Advisors can also now share feedback in ClientWorks, the firm’s advisor desktop platform, in real time.
In fact, one of the top complaints in the feedback has been about ClientWorks itself: “‘It takes too many clicks to achieve a task. Can you cut that in half?’” Hannah said. The firm will be reducing the number of clicks in the near future.
The most requested change has been to go paperless, with advisors wanting the ability to turn off hard copies of documents being sent to clients. The firm is currently redesigning that process, Hannah said, and later this year, it’ll be easier to enroll clients into a paperless option.
The firm has also redesigned its annuity order entry system, adding new functionalities and streamlining the processes to make it easier for advisors.
LPL has also been working on improving the advisor experience within its service center, said Dayton Semerjian, who joined earlier this year from CA Technologies and is now managing director and chief customer care officer for LPL. That gives advisors the opportunity to communicate via the channel of their choice, whether that’s voice, chat or being led to discover answers in documents that already exist on the platform.

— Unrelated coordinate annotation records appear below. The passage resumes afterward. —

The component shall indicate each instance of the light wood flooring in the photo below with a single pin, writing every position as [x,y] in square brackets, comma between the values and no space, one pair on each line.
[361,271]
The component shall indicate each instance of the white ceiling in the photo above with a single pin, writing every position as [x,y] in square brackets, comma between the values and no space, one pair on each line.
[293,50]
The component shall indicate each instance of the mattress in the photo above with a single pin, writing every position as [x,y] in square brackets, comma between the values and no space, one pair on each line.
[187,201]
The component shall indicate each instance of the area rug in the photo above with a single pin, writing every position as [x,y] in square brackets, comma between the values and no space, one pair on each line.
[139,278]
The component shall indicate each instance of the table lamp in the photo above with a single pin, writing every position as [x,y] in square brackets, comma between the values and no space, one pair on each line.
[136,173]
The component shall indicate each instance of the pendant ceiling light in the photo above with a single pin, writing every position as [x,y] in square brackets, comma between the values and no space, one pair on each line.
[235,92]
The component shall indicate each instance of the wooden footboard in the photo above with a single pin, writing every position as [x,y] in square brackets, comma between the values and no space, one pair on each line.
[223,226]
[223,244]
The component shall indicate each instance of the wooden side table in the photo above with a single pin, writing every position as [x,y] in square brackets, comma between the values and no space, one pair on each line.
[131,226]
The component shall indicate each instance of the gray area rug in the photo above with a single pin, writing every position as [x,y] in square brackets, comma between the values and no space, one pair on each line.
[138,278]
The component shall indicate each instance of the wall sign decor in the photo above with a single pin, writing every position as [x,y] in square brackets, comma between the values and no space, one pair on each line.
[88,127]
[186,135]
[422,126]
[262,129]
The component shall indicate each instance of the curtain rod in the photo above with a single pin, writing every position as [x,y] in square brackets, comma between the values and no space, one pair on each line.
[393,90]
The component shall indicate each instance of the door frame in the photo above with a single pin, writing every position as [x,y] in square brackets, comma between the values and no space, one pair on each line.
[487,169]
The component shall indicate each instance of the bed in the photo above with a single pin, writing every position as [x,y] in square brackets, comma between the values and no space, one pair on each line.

The service center has also moved from a single group answering all questions to specialists, and they've implemented a case management approach, which has been used in the enterprise software industry for decades, Semerjian said. Case management comes into play for calls that can't be answered immediately because they’re either very complex or multidepartmental. Previously, advisors would get transferred around to different people trying to find the right department for assistance. Now, a case manager gets the advisor’s information, navigates through the firm, and comes back with an answer.
“That allows us to focus on LPL and getting the answers, and it allows advisors to focus on what they need to do, which is manage and grow their business,” Semerjian said.